In a recent study, researchers at Bethel University asked students in introductory and advanced biology courses about the factors that made a class easy or hard.
Across both levels, students agreed on some factors that made a course easier. These mostly had to do with the teaching methods used. Easier courses tended to:
- Offer more opportunities for faculty support
- Be designed in a way that put the student at the center of the course
- Gradually build up to more advanced skills and concepts, a technique known as “scaffolding”
Students at both levels also agreed that easier courses were ones that they’d been adequately prepared for by previous schoolwork.
However, there were also some differences in how students evaluated introductory and advanced courses.
For introductory courses, students saw hard courses as those that moved to quickly, had heavy workloads, or weren’t relevant to students’ goals. In advanced courses, factors like the complexity of the material and whether exams tested material that had been covered extensively in class were more important.

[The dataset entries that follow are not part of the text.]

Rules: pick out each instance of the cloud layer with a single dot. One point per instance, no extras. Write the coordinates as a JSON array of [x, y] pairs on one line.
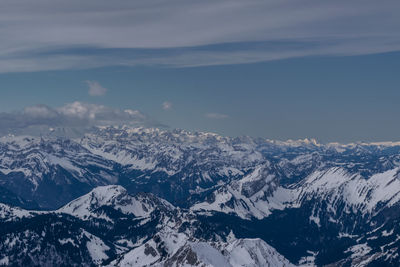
[[95, 89], [52, 35], [217, 116], [76, 116]]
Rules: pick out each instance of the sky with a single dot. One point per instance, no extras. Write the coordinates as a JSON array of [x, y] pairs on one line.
[[276, 69]]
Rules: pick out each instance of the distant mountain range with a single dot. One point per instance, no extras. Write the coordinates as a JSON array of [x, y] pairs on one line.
[[138, 196]]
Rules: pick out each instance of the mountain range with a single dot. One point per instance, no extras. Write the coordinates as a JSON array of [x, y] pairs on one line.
[[121, 196]]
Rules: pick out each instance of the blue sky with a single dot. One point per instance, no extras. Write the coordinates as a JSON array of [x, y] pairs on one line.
[[288, 70]]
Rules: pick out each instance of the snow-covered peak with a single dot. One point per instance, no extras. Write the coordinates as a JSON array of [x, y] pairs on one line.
[[113, 196]]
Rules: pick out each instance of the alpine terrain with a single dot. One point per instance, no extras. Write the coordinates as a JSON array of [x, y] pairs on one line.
[[123, 196]]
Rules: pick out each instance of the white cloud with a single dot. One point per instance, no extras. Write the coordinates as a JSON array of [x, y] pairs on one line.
[[77, 115], [95, 89], [48, 35], [217, 116], [166, 105]]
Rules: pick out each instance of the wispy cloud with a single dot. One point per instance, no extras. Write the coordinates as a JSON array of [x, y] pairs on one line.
[[166, 105], [75, 115], [95, 89], [217, 116], [45, 35]]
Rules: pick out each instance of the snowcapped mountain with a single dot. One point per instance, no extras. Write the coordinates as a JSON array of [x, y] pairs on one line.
[[245, 201], [110, 227]]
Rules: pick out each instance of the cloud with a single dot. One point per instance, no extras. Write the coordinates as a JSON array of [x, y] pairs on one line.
[[76, 116], [95, 89], [166, 105], [217, 116], [47, 35]]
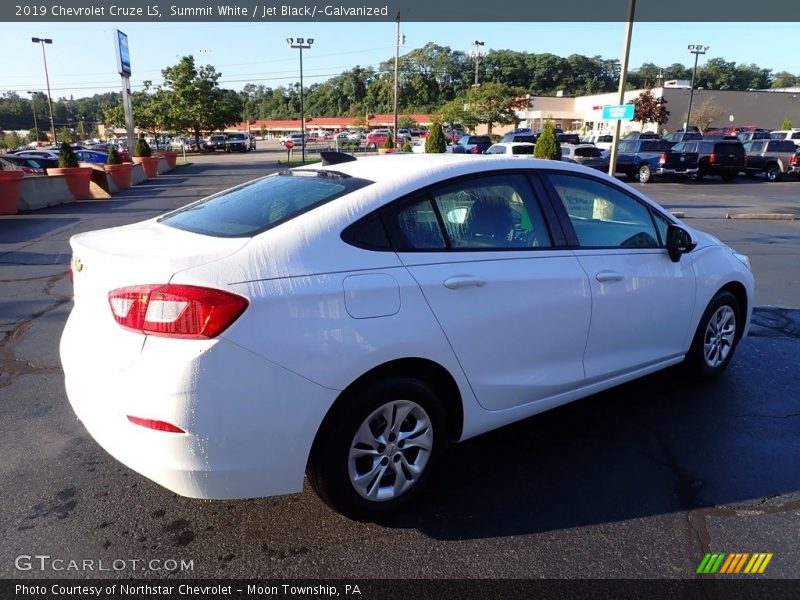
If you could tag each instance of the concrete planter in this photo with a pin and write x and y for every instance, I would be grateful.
(172, 158)
(120, 174)
(10, 186)
(77, 178)
(149, 164)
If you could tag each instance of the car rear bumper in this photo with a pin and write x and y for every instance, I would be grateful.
(249, 424)
(671, 171)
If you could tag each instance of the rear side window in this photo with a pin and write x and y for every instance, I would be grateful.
(259, 205)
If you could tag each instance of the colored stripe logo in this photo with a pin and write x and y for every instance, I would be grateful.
(735, 563)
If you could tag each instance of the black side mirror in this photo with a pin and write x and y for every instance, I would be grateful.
(679, 241)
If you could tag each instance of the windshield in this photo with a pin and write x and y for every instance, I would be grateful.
(262, 204)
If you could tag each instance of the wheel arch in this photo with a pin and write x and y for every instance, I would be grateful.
(740, 293)
(428, 371)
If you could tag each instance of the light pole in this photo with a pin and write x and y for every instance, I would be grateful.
(35, 124)
(44, 41)
(697, 50)
(400, 39)
(476, 54)
(301, 44)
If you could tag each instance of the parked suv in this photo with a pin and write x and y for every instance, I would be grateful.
(216, 142)
(786, 134)
(770, 157)
(238, 142)
(511, 137)
(475, 144)
(639, 158)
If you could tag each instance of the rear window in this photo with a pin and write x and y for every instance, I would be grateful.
(522, 150)
(259, 205)
(588, 152)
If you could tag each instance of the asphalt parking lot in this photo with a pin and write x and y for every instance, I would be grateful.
(639, 482)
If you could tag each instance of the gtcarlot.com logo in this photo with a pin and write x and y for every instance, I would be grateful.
(734, 564)
(45, 562)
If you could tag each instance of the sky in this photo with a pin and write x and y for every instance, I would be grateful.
(81, 61)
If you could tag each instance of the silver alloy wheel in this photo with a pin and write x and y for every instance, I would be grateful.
(719, 336)
(390, 450)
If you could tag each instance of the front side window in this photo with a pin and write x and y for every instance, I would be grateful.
(497, 212)
(604, 216)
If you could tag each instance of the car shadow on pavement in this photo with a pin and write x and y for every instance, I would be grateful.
(654, 446)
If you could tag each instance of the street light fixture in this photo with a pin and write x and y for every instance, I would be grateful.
(476, 54)
(301, 44)
(697, 50)
(44, 41)
(35, 124)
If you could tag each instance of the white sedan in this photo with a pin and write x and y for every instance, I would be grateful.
(351, 320)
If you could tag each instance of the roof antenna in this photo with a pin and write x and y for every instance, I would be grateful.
(335, 158)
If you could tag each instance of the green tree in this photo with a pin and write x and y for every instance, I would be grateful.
(784, 79)
(196, 102)
(435, 142)
(547, 145)
(649, 109)
(496, 103)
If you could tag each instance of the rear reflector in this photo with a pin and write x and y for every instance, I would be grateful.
(157, 425)
(173, 310)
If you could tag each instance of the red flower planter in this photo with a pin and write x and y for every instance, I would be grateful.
(120, 174)
(149, 164)
(77, 178)
(10, 186)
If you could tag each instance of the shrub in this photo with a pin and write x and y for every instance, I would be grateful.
(435, 142)
(547, 145)
(113, 157)
(142, 148)
(66, 156)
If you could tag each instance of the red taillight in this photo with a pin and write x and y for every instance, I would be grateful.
(157, 425)
(172, 310)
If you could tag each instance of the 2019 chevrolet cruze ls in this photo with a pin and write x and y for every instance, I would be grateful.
(349, 321)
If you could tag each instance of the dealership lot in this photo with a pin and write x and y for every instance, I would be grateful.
(636, 482)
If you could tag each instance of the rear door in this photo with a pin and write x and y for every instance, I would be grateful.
(642, 302)
(512, 300)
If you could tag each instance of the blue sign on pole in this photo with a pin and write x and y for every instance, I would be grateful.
(618, 112)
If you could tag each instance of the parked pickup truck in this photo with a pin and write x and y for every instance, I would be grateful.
(640, 159)
(680, 162)
(770, 157)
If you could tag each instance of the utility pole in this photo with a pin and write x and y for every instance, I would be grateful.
(623, 77)
(396, 65)
(476, 54)
(697, 50)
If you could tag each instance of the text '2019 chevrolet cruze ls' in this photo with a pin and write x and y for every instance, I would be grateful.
(350, 320)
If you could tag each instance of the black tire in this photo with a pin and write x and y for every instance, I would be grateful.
(331, 463)
(716, 337)
(772, 172)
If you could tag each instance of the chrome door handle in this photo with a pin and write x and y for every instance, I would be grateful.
(460, 281)
(606, 276)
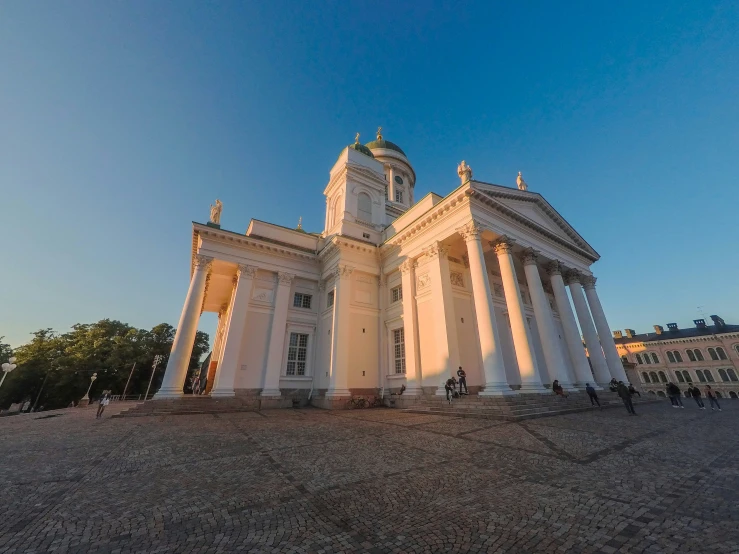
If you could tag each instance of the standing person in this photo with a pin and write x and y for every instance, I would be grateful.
(593, 395)
(462, 380)
(696, 394)
(711, 395)
(623, 392)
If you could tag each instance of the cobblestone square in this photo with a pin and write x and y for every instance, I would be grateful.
(370, 481)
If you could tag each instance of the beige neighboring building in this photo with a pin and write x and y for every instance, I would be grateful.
(702, 355)
(396, 291)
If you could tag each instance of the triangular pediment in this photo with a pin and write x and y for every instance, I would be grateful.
(532, 209)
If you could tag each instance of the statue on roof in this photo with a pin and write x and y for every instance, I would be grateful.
(464, 171)
(521, 183)
(215, 212)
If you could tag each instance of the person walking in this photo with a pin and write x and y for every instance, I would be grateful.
(462, 380)
(711, 395)
(593, 395)
(696, 394)
(623, 392)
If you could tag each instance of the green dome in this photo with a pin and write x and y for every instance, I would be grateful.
(362, 148)
(382, 143)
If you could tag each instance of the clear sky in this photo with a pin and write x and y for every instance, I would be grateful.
(121, 122)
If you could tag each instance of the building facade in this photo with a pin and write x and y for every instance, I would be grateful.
(701, 355)
(397, 291)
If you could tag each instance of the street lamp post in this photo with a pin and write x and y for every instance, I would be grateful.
(7, 368)
(87, 397)
(157, 359)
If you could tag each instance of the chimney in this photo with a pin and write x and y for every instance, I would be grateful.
(718, 322)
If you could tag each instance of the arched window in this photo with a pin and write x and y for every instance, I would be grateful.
(364, 207)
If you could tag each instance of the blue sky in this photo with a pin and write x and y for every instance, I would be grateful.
(120, 122)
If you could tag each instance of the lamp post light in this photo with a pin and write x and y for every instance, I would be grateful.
(7, 368)
(157, 359)
(87, 397)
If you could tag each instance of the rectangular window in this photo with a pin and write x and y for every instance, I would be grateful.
(399, 350)
(302, 300)
(297, 354)
(397, 294)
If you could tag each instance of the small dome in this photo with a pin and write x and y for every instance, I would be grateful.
(359, 147)
(382, 143)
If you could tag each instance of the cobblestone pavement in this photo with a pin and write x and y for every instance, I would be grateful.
(371, 481)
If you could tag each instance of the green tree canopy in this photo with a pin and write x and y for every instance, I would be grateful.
(67, 361)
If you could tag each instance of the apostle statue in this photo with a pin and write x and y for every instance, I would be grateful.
(215, 212)
(521, 183)
(465, 172)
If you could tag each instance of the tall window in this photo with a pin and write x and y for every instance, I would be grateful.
(364, 207)
(297, 354)
(399, 350)
(301, 300)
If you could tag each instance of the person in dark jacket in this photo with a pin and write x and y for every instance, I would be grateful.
(696, 394)
(623, 392)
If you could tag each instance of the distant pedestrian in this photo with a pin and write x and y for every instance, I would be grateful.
(711, 395)
(623, 392)
(696, 394)
(462, 380)
(593, 395)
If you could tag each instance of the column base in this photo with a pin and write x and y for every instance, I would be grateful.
(497, 389)
(167, 394)
(338, 393)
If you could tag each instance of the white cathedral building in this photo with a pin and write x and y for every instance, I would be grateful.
(397, 291)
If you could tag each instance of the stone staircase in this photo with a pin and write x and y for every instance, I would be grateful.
(515, 408)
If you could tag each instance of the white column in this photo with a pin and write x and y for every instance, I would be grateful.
(277, 335)
(230, 361)
(600, 368)
(527, 367)
(545, 322)
(445, 323)
(339, 381)
(575, 348)
(495, 380)
(184, 339)
(410, 328)
(604, 333)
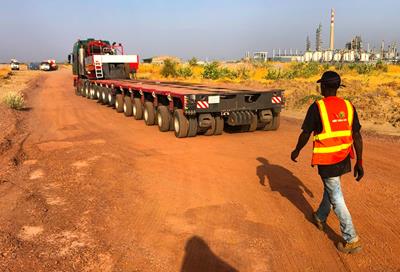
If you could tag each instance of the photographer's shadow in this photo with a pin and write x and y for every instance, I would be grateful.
(292, 188)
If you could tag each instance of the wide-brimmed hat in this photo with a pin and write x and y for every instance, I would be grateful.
(331, 77)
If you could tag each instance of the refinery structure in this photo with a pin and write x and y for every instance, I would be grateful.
(354, 51)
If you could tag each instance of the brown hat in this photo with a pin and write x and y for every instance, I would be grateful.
(331, 77)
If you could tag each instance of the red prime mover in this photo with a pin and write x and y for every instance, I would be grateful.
(102, 72)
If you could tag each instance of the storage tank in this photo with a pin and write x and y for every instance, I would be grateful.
(349, 56)
(328, 56)
(317, 56)
(337, 57)
(364, 57)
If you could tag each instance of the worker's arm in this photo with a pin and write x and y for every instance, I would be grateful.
(303, 140)
(358, 146)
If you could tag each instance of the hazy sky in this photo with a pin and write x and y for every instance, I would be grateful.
(32, 30)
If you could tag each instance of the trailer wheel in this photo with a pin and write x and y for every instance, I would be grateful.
(149, 114)
(98, 94)
(137, 109)
(111, 99)
(104, 96)
(219, 125)
(119, 103)
(171, 123)
(127, 106)
(192, 131)
(211, 130)
(77, 91)
(87, 90)
(274, 124)
(163, 118)
(181, 124)
(82, 89)
(92, 92)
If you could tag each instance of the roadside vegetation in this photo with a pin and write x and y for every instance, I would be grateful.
(14, 100)
(373, 88)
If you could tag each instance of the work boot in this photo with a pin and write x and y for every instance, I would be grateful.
(350, 248)
(318, 222)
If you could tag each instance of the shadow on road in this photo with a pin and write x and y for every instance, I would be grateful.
(289, 186)
(199, 258)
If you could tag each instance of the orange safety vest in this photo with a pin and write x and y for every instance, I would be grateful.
(335, 142)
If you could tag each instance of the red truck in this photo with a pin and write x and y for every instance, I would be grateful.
(102, 72)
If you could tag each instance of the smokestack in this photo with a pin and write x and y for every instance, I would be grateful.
(332, 40)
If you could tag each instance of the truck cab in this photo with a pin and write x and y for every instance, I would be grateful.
(14, 64)
(98, 59)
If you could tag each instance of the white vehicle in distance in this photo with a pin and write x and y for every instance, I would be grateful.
(45, 66)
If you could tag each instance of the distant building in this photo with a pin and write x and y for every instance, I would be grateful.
(161, 59)
(260, 56)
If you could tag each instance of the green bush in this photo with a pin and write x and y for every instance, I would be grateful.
(305, 70)
(193, 61)
(243, 73)
(14, 100)
(211, 71)
(169, 69)
(381, 66)
(184, 72)
(363, 69)
(274, 74)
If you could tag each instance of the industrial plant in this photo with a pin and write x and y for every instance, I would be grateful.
(354, 51)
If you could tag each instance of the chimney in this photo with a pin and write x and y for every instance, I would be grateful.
(332, 40)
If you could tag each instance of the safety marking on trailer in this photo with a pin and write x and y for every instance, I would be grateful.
(202, 105)
(276, 100)
(213, 99)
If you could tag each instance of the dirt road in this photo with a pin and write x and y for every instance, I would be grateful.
(96, 191)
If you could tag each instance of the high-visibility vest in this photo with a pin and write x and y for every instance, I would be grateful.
(335, 142)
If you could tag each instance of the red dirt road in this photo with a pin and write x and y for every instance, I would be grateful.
(97, 191)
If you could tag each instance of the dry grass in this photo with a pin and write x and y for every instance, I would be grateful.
(4, 71)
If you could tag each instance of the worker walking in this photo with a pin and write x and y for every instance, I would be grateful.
(336, 130)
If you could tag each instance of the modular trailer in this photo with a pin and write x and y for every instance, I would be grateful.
(187, 109)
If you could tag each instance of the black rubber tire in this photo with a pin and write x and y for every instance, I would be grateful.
(193, 124)
(181, 124)
(211, 130)
(111, 99)
(163, 118)
(98, 94)
(104, 95)
(82, 90)
(274, 124)
(92, 92)
(87, 90)
(171, 123)
(77, 90)
(137, 109)
(127, 106)
(219, 125)
(149, 113)
(119, 103)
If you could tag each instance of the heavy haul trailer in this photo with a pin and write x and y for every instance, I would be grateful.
(187, 109)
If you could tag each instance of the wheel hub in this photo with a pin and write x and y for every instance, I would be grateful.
(176, 125)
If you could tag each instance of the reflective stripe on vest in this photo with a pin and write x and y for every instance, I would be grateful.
(331, 149)
(327, 126)
(330, 146)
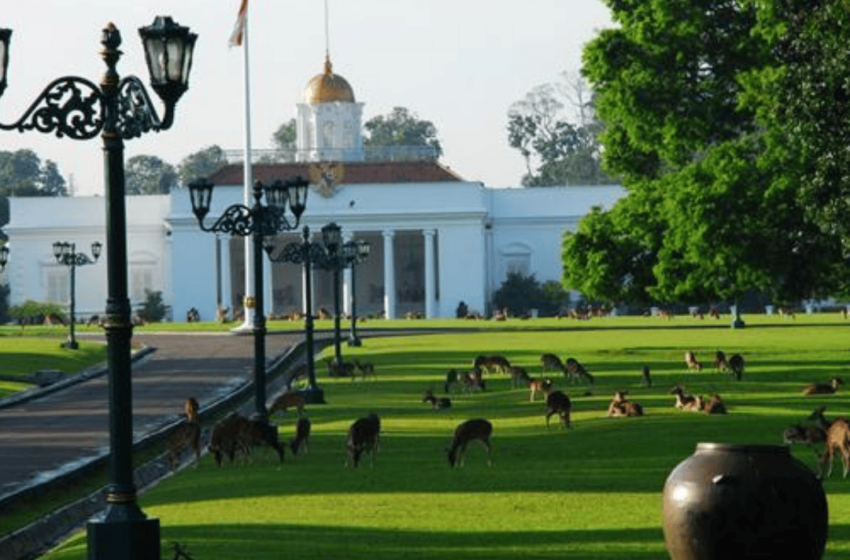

These results show that pedagogy makes a big difference in whether students see a given class as difficult. For example, courses that are thoughtfully designed to develop students’ skills gradually and provide learning support are likely to be evaluated as “easier” compared to more haphazard courses that cover the same material.
By the same token, an “easy” course isn’t necessarily a bad one or a waste of time. If it effectively teaches all the relevant concepts and skills while giving the perception of being easy, that just makes it well-taught!